Remember Pearl Harbor

December 1941: Following the Japanese attack on Pearl Harbor, Chicago printer Louis Fortman claimed exclusive right in Illinois to the use of the slogans "Remember Pearl Harbor" and "Avenge Pearl Harbor," insisting that he had originated and printed the slogans on December 8 and had registered them under the state's patent and trademark laws. Anyone wishing to use the slogans would need his permission — and would need to pay him. However, Fortman said he was willing to let them be used, at no charge, for "patriotic purposes and to aid defense activities."

In response to public outrage, Illinois Secretary of State Edward J. Hughes canceled Fortman's registration of the slogans.

Chicago Daily Tribune - Feb 4, 1942

Chicago Daily Tribune - Mar 28, 1942

     Posted By: Alex - Wed Dec 07, 2016
     Category: Patriotism | 1940s

Patent Pending is not the same as Patent Granted.
Posted by KDP on 12/07/16 at 04:57 PM
How times have changed.
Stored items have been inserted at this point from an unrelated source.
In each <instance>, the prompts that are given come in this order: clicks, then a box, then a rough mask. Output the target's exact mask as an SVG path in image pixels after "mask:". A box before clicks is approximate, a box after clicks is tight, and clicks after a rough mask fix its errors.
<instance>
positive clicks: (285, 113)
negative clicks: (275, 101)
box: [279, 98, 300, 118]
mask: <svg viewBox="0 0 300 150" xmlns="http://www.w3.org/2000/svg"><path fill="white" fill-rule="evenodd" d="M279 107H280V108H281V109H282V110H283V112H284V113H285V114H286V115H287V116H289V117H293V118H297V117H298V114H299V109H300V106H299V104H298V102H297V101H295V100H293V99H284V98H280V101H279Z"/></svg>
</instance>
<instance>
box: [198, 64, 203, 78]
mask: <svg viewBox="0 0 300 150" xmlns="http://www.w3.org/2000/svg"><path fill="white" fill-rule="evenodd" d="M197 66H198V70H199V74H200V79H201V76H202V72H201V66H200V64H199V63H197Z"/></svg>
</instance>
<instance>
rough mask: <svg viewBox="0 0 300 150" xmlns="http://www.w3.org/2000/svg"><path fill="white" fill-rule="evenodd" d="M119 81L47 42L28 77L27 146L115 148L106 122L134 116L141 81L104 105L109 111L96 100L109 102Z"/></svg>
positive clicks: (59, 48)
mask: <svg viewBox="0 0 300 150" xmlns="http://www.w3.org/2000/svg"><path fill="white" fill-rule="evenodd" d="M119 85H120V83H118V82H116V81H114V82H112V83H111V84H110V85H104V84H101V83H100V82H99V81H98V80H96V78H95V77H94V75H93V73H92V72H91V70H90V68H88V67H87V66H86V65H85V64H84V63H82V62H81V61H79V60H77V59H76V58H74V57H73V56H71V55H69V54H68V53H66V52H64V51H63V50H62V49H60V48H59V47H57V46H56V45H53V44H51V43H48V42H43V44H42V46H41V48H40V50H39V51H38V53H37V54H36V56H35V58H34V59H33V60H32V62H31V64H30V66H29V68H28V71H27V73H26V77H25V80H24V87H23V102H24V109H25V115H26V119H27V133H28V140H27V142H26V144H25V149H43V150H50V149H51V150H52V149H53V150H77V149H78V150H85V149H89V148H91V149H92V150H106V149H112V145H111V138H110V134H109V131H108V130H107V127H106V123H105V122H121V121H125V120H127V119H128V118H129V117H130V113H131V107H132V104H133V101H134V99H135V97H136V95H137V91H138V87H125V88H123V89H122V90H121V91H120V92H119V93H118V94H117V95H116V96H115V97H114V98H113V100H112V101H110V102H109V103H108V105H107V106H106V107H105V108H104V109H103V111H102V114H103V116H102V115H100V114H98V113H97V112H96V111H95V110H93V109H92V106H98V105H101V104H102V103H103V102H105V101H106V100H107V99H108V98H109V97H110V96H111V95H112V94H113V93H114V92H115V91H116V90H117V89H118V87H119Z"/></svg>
Today someone with his ambition to profit from a tragedy would probably be considered for a cabinet position in the next administration.
Posted by Fritz G on 12/08/16 at 07:16 AM
Reminds me of the time MicroTrash tried to do a copyright on the "menu" in computer programs.
Posted by Expat47 in Athens, Greece on 12/08/16 at 10:08 AM
Expat: I think you'll find that was Crapple, against MicroShaft...
Posted by Richard Bos on 12/08/16 at 04:21 PM
Well, Rich, whom ever it was - it was a stupid move. There was so much grandfather code out there....
Posted by Expat47 in Athens, Greece on 12/08/16 at 11:28 PM
Too bad it didn't work. It could have helped avoid such mistakes as "Remember Pearl Harbor! Buy your Smith and Wesson now!", "Mattresses half price this weekend! We remember Pearl Harbor!" or "Avenge Pearl Harbor! Get your Japanese electronics at Wilson's!" or "Sweet revenge! Avenge Pearl Harbor, get you Matcha ice cream at Bobbie's, Hawaii's best ice cream parlor!"